Findings reveal that languages and cultures offer both affordances and potential challenges for immigrant students to construct their learner identities, but arts-based and multimodal methods offer innovative and humanizing ways to listen for and honour children’s communicative repertoires, without dependence on their emerging skills in the dominant language. Additionally, their multilingual creations act as countertexts so that these racialized and marginalized students become experts, sharing their complex lifeworlds, challenging deficit mainstream narratives, and navigating hierarchical and raciolinguicized power dynamics. Instead of being defined by their trauma or “underachievement” viewed through the deficit lens of a colonial monolingual systems of curriculum and assessment, their creations showcase children’s brilliance and joy (Muhammad, 2022).

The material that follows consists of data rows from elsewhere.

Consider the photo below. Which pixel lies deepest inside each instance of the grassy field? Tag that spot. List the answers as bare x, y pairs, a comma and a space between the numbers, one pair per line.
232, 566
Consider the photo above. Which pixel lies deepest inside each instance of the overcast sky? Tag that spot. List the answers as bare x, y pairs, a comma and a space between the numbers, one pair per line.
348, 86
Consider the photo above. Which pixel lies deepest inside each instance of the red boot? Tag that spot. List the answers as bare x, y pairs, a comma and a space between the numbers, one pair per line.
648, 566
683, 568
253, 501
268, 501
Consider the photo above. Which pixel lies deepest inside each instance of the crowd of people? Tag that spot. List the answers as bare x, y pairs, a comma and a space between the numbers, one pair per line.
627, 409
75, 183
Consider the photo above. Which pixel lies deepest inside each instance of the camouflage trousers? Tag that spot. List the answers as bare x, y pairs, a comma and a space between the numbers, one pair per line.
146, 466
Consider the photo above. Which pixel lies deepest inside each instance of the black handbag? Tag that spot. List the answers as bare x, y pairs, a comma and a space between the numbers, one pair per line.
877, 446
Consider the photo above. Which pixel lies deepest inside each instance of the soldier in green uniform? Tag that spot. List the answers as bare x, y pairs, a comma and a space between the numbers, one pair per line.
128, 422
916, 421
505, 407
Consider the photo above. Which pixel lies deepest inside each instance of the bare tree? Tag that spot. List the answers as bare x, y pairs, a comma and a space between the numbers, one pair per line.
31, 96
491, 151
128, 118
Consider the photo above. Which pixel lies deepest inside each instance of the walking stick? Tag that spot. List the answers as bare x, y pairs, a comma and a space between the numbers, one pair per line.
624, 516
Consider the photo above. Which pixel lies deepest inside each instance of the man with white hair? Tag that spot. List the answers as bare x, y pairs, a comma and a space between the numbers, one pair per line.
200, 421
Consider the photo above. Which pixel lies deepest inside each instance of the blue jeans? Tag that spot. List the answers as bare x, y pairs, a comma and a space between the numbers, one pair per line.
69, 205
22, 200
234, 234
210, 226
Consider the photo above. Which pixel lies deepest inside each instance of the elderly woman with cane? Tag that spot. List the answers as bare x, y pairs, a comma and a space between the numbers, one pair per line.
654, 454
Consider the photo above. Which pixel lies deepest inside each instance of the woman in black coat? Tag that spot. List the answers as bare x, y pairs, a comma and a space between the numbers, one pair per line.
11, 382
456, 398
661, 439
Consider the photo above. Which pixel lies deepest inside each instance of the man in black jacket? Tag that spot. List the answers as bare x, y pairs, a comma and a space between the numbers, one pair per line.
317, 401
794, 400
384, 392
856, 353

When educators unforget the colonized past and commit to just futures, a focus on children’s present interests, experiences, knowledges, and ways of being sensitizes that “the classroom remains the most radical space of possibility” (hooks, 1994). Instead of controlling, managing, and teaching to the labels often placed on minoritized students, humanizing practices support educators to learn from minoritized children as they participate in their future making.